What is geodesic curvature of the sphere/great circles on the sphere? What is the geodesic curvature of the sphere? The great circle on the sphere is curved. Why is the geodesic curvature of the great circle equal to zero? I don't understand.
 A: Part of the confusion is that "curvature" is a highly overloaded term. Some kinds of curvature (such as mean or Gaussian curvature) are properties of the surface and measure, in different ways, how curved a piece of the surface is "on average." Other kinds of curvature, like geodesic curvature, are properties of curves. So it doesn't make sense to ask what the "geodesic curvature of the sphere" is.

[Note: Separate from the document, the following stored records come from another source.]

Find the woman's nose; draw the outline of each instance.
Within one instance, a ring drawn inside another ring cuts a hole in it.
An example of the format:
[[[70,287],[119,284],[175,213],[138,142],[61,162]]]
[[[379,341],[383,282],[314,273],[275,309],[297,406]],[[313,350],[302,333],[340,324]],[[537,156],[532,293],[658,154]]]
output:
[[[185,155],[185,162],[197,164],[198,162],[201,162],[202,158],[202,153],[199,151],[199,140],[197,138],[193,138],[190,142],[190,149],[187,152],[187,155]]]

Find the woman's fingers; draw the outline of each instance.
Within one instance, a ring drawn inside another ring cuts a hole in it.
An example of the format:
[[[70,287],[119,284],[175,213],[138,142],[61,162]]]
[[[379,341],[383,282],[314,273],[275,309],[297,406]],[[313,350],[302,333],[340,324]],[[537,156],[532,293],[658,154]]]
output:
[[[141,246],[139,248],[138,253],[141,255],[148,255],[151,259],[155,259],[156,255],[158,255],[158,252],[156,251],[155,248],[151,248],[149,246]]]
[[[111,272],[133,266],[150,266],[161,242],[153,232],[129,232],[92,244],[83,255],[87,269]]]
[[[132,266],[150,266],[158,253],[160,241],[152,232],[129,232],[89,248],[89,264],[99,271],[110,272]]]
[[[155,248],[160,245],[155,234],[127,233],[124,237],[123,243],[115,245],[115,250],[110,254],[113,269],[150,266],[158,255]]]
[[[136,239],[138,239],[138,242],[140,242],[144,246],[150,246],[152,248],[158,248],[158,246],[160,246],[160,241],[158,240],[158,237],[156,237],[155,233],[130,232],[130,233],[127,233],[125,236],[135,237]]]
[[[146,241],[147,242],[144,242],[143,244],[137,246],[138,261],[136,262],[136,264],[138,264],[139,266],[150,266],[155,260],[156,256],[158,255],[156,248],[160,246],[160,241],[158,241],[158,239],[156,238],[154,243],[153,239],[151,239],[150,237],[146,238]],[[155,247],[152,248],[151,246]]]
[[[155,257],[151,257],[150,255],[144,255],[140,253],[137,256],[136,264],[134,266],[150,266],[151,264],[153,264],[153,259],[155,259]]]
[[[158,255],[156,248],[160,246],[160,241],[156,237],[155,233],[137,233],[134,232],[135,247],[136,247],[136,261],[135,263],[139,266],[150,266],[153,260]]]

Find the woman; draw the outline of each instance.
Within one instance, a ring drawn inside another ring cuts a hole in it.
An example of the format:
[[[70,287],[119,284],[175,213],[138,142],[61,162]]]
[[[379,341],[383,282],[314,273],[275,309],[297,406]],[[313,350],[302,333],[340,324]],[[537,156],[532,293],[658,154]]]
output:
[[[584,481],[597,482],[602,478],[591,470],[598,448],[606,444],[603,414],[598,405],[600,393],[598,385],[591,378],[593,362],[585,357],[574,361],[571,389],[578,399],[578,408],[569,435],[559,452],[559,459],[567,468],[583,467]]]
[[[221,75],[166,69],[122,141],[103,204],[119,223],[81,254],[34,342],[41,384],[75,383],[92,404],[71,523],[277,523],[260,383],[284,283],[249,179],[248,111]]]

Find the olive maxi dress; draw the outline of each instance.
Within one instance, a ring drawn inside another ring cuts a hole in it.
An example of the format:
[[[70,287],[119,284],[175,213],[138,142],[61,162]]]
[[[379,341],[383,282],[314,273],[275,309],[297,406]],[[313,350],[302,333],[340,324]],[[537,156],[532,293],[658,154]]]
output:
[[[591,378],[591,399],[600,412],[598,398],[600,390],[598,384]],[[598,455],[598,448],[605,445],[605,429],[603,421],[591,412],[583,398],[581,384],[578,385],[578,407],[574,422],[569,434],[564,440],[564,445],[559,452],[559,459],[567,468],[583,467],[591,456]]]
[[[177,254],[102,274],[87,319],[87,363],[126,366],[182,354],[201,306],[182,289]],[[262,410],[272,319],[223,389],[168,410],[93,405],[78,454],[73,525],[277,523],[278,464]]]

Suppose you have a curve on the sphere. It has to bend, as viewed by a 3D observer, because the underlying surface is bending. But you can ask whether the curve is "as straight as possible" given that it must bend to stay on the sphere; the failure to be as straight as possible is geodesic curvature. You can quantify the amount of in-plane bending by looking at the acceleration vector $\gamma''(s)$ of a curve $\gamma(s)$; this vector will have some component along the normal of the sphere and some component that is tangent. The magnitude of the part that's tangent (also often written as the covariant derivative of the curve in its own direction, $\nabla_{\gamma'} \gamma'$) is the geodesic curvature. Notice that for a great arc, the derivative of the tangent $\gamma'$ is purely in the direction normal to the sphere, and so the geodesic curvature is zero. A great arc is "as straight as possible" with no bending in the tangent plane of the sphere.

Note for nitpickers: I'm assuming here that the sphere is equipped with the metric pulled back from ambient space. You can of course equip the sphere with other metrics or connections so that the geodesics are no longer great arcs.